Por Maria Ângela Paié Rodella Innocente

No cenário atual a sociedade não tem uma ampla organização autônoma, numa estruturação de mercado pós-fordista, fundada em sua ideologia, o neoliberalismo . O domínio do mercado sobre o Estado traz o enfraquecimento das instituições e da cultura da solidariedade. “A desigualdade social e a injustiça na distribuição da renda chegam a indignar por suas dimensões” (SAVIANI, 1997, p. 218). A lógica que preside as políticas sociais subordina-as aos ditames da política econômica, numa relação custo-benefício. Paradoxalmente, temos condições para a construção de espaços de troca e convivência, de fundação de uma nova e madura democracia (entendida como valor universal), na eterna dialética continuidade/ruptura.

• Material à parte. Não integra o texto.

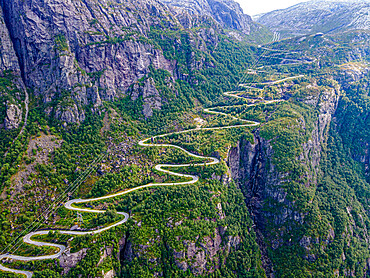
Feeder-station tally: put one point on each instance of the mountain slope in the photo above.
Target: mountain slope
(318, 16)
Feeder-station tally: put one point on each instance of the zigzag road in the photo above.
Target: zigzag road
(145, 143)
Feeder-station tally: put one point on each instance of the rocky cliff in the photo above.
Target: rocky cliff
(77, 54)
(11, 95)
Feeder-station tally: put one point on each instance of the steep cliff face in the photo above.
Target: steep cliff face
(12, 92)
(83, 51)
(79, 53)
(282, 205)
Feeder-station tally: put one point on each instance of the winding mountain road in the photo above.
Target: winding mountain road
(160, 167)
(149, 142)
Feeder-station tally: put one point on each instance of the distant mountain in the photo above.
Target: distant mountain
(318, 16)
(226, 12)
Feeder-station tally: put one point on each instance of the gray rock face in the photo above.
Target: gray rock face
(82, 52)
(76, 53)
(203, 258)
(151, 97)
(9, 63)
(70, 260)
(318, 16)
(264, 187)
(13, 116)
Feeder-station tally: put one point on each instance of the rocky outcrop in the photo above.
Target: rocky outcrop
(78, 53)
(151, 97)
(264, 187)
(83, 52)
(69, 260)
(204, 257)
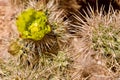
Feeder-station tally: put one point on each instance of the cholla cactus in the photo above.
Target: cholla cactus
(33, 24)
(40, 26)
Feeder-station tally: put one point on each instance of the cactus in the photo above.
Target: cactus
(32, 24)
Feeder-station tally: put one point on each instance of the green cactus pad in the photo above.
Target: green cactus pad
(32, 24)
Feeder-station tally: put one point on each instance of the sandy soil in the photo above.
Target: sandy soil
(7, 28)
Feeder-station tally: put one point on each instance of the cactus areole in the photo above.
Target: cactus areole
(33, 24)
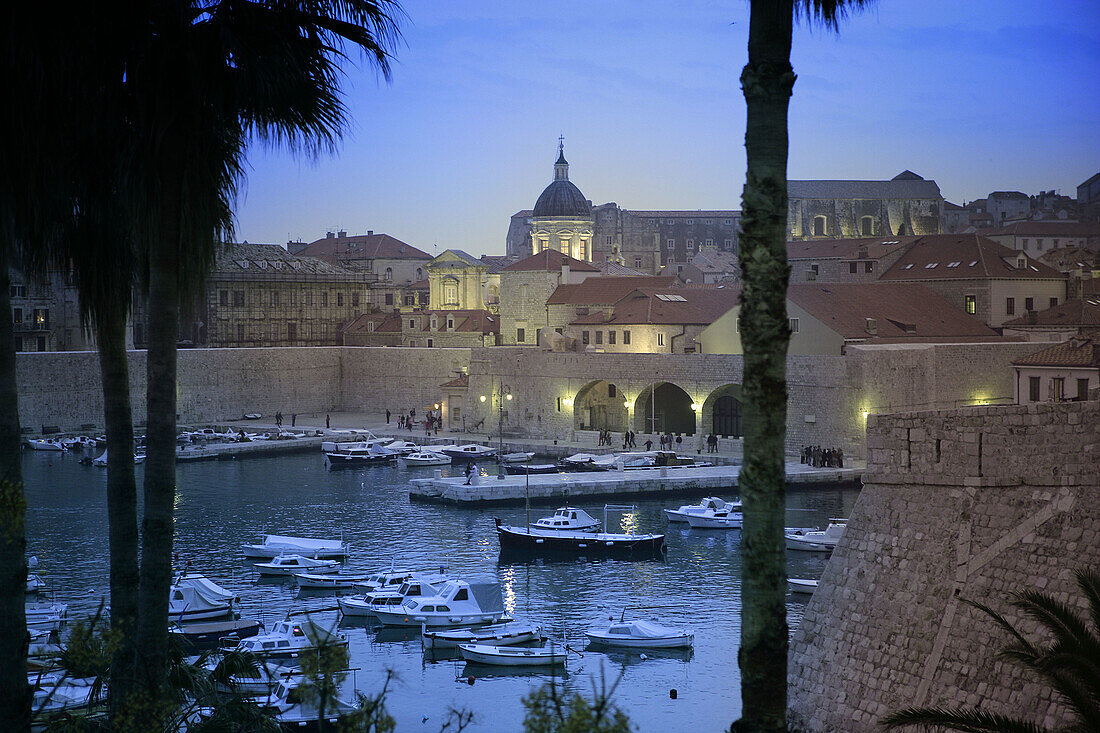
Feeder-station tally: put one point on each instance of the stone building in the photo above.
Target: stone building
(261, 295)
(844, 260)
(837, 209)
(979, 275)
(828, 318)
(527, 285)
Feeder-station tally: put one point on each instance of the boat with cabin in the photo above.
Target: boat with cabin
(275, 545)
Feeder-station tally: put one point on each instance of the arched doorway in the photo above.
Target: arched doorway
(722, 412)
(598, 406)
(664, 407)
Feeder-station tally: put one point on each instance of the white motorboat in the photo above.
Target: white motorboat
(336, 581)
(514, 656)
(816, 540)
(506, 634)
(716, 520)
(288, 565)
(45, 616)
(296, 710)
(366, 604)
(469, 452)
(425, 458)
(194, 598)
(458, 603)
(801, 584)
(288, 639)
(275, 545)
(640, 634)
(46, 444)
(712, 503)
(568, 518)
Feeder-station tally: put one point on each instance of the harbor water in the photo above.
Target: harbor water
(222, 504)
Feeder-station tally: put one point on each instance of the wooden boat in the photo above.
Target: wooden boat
(275, 545)
(506, 634)
(816, 540)
(514, 656)
(640, 634)
(801, 586)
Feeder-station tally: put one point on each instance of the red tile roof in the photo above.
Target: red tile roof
(901, 310)
(1084, 313)
(550, 261)
(362, 247)
(964, 256)
(1075, 352)
(605, 291)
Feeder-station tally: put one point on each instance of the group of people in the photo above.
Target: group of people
(823, 457)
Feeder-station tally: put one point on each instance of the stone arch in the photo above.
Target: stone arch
(598, 406)
(663, 407)
(722, 412)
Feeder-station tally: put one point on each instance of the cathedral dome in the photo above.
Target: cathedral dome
(561, 198)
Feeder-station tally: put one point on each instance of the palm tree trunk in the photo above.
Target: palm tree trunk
(121, 496)
(161, 446)
(767, 81)
(14, 692)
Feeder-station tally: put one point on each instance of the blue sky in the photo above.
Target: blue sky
(979, 96)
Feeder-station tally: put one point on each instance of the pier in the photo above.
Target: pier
(556, 488)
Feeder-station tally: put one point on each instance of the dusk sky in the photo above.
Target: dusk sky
(979, 96)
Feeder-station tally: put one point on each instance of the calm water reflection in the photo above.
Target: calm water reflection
(226, 503)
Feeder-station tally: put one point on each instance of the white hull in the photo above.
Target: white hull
(509, 656)
(666, 643)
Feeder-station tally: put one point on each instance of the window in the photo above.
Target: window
(1058, 389)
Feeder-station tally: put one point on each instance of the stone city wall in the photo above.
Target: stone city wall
(968, 504)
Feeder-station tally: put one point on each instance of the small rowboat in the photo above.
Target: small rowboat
(514, 656)
(515, 632)
(338, 580)
(801, 584)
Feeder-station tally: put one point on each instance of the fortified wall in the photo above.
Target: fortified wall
(968, 504)
(553, 393)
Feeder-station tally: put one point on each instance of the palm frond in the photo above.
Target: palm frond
(958, 719)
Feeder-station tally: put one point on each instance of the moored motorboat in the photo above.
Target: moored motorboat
(640, 634)
(457, 603)
(801, 584)
(196, 598)
(287, 565)
(506, 634)
(514, 656)
(816, 540)
(425, 458)
(275, 545)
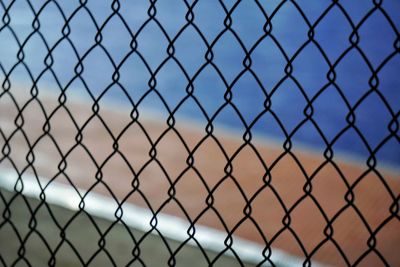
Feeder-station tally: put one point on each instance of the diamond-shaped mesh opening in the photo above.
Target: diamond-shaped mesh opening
(177, 133)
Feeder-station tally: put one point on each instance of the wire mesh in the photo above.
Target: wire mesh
(187, 59)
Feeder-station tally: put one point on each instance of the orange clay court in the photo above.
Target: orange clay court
(374, 196)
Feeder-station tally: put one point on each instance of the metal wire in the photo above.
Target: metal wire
(190, 77)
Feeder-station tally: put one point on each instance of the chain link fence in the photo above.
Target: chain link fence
(269, 123)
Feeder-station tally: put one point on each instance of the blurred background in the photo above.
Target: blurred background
(287, 107)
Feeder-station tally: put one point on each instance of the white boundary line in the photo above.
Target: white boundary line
(139, 218)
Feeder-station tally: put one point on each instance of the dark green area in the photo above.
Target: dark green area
(83, 234)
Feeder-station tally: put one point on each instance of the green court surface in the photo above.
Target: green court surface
(84, 236)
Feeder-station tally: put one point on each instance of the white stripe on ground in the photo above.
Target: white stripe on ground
(140, 218)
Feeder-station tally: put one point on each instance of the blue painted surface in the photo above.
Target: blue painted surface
(377, 39)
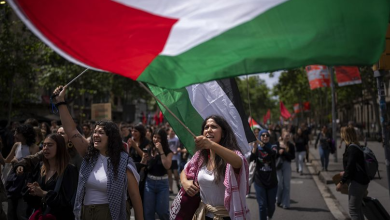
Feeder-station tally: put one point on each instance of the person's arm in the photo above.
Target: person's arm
(133, 190)
(11, 154)
(80, 142)
(28, 163)
(189, 186)
(228, 155)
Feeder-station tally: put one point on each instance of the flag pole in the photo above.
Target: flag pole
(159, 101)
(334, 125)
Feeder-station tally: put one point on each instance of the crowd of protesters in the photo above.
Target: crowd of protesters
(88, 171)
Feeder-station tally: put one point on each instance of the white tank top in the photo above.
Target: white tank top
(22, 151)
(210, 192)
(96, 185)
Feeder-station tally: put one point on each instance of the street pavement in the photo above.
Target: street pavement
(378, 188)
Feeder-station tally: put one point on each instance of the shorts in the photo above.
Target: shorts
(174, 165)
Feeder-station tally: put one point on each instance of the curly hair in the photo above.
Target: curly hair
(28, 132)
(114, 145)
(228, 140)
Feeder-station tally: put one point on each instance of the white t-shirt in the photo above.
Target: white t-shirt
(174, 143)
(96, 185)
(210, 192)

Mesmo a propalada administração participativa ocorre num contexto que prioriza melhores condições de produtividade e qualidade em detrimento do fator humano; um instrumento globalizador, para modelização (massificação) de subjetividades dos trabalhadores. A estrutura estatal tornou difícil a constituição de uma tradição democrática expressiva, ampliando-se o fosso entre sociedade civil e sociedade política, entre Estado e indivíduos organizados. Temos aqui o contraponto gestão – de caráter gerencial/técnico, baseando-se na consecução de resultados, e administração – que engloba o caráter político.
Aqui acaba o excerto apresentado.